Скорая помощь приехала довольно быстро. И пока я заполнял бумаги, мать рассказывала, что произошло. Врач внимательно слушал, а потом принялся что-то записывать.
— Зачем перегреваете ребенка? — не поднимая глаз, поинтересовался он. — У него и так высокая температура, а вы его еще теплым одеялом, как в пеленку замотали.
— Так холодно же мальчику было, — растерялась мать от такой отповеди. — А как же… согреться, пропотеть? Всегда ведь так лечились, — закончила она уже более решительным голосом.
Врач лишь покачал головой, но пояснил:
— Зарываясь под теплые одеяла, вы искусственно поддерживаете высокую внешнюю температуру, что дает сбой нашей собственной терморегуляции. Из-за этого увеличивается нагрузка на сердце и сосуды. К тому же температуру этим способом не собьешь. Напротив, мягко снизить ее поможет обтирание прохладной водой, можно с добавлением столового уксуса, и холодный компресс на лоб.
На какое-то время в комнате вновь воцарилась тишина. Мужчина отложил бумаги и ручку и принялся осматривать Сашу.
— Ну, что скажите? — не выдержала мать, нервно сжимая ладони.

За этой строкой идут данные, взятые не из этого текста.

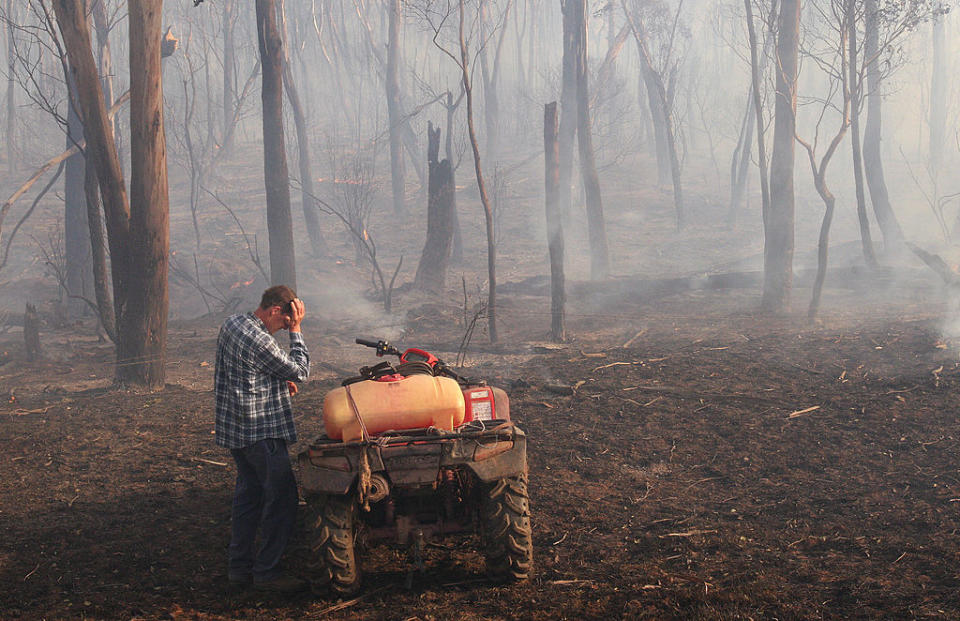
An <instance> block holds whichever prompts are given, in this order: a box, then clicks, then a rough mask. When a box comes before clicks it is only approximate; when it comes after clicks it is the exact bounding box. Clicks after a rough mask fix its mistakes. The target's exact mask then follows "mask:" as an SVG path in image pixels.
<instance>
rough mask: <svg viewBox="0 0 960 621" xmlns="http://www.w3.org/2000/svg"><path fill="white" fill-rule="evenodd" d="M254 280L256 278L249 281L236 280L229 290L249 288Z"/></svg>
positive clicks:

Врач скорой спокойно посмотрел на нее и вынес свой вердикт:
— Легкие чистые. Увеличены лимфоузлы. Воспалительный процесс в области миндалин и глотки.
— Ангина?
Мужчина лишь кивнул, и вновь принялся писать, интересуясь мимоходом:
— Поедите в больницу?
— Пап, я не хочу в больницу! Пожалуйста! — напряженно воскликнул сын и уставился на меня круглыми глазами.
— Это обязательно? — спросил я у врача.
— Можем вам сейчас поставить укол, чтобы сбить температуру. Вы пишите отказ от госпитализации, а утром вызовите педиатра, и она назначит вам лечение. Либо сейчас едем в стационар. Сегодня дежурит третья детская городская больница, — и мужчина замолчал, давая нам возможность решить.
— Ставьте укол. Завтра вызовем участкового педиатра.
Врач кивнул, передавая мне бланк для отказа, а сам полез в свой «волшебный» чемоданчик за препаратами.
— Ну, молодой человек, оголяйтесь. Будем лечиться.
Сашка улегся на живот и только ойкнуть успел, как ему воткнули шприц.
— Если вдруг станет хуже, — задержался врач на пороге, — вызывайте вновь скорую.
— Хорошо, спасибо большое.
Закрыв за ним дверь, вернулся к сыну.
Беспокойная ночь. Тяжелое утро. Опять скорая. Больница. Сашку все-таки госпитализировали. Температура после укола немного спала, но потом опять полезла вверх и мы решили не рисковать.
— Илюша, — мать стояла на пороге моей спальни, я только приехал от сына. — Я блинчиков напекла. Покушаешь?